(462f) Antibody-Lectin Bispecifics for Targeting Glyco-Immune Checkpoints

Cancer immunotherapies, including checkpoint blockade antibodies, represent a breakthrough in cancer treatment with long-term remission observed in select patients. Unfortunately, many tumors remain unresponsive to existing immunotherapies, creating an urgent need to therapeutically target additional immune checkpoints that drive cancer progression. Glyco-immune checkpoints – in which cell-surface biopolymers decorated with sugars, or glycans, engage glycan-binding receptors on immune cells – have emerged as immune modulatory pathways that are misregulated in the context of cancer. In particular, recent evidence suggests that upregulation of the sialic acid monosaccharide on cancer cell surfaces allows tumors to resist treatment by engaging a family of inhibitory receptors called Siglecs on immune cells. However, the lack of glycan-binding reagents with high affinity and selectivity has historically prevented targeting of tumor-associated glycans for cancer immunotherapy.
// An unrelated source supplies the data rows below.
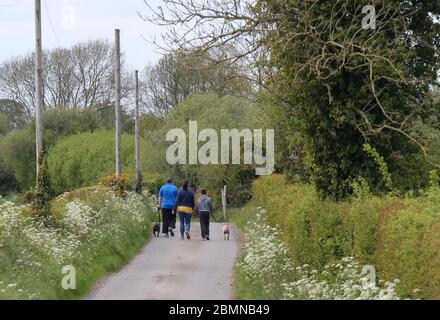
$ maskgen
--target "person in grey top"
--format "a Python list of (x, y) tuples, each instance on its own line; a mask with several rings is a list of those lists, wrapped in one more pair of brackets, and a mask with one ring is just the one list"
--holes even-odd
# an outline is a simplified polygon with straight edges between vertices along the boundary
[(214, 206), (212, 205), (211, 198), (207, 196), (206, 190), (202, 190), (201, 193), (202, 196), (197, 200), (196, 203), (196, 211), (199, 213), (202, 239), (203, 241), (209, 241), (209, 220), (211, 219), (211, 215), (214, 213)]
To address this need, we have developed a new class of antibody-lectin bispecifics (AbLecs) targeting tumor-associated glycans for checkpoint blockade. In this approach, glycan-binding domains from immune receptors (e.g., Siglec receptors) are coupled to high-affinity binding domains from FDA-approved antibodies targeting common tumor-associated antigens (e.g., trastuzumab, rituximab, and cetuximab) via knobs-into-holes heterodimerization technology. Western blot and mass spectrometry results indicated correct heterodimeric assembly of four AbLec candidates, demonstrating the feasibility of the AbLec approach. We hypothesized that the high-affinity antibody arm will enable AbLecs to accumulate with high effective molarity on the cancer cell surface, permitting otherwise low affinity Siglec binding domains to bind and block cell surface sialic acids at therapeutically relevant concentrations. Indeed, we found that AbLecs bind human tumor cell lines at nanomolar concentrations and can block binding of Siglec receptor ectodomains in flow cytometry assays. Finally, we showed that AbLecs have the capacity to enhance killing of a variety of human tumor cell lines of leukemic, lymphatic, and epithelial origins by primary immune cells in vitro via antibody-dependent cellular phagocytosis (ADCP) and cytotoxicity (ADCC), compared to their FDA-approved parent antibodies. These studies provide proof-of-principle for AbLecs as a first-in-class, modular platform technology enabling blockade of glyco-immune checkpoints for cancer immunotherapy.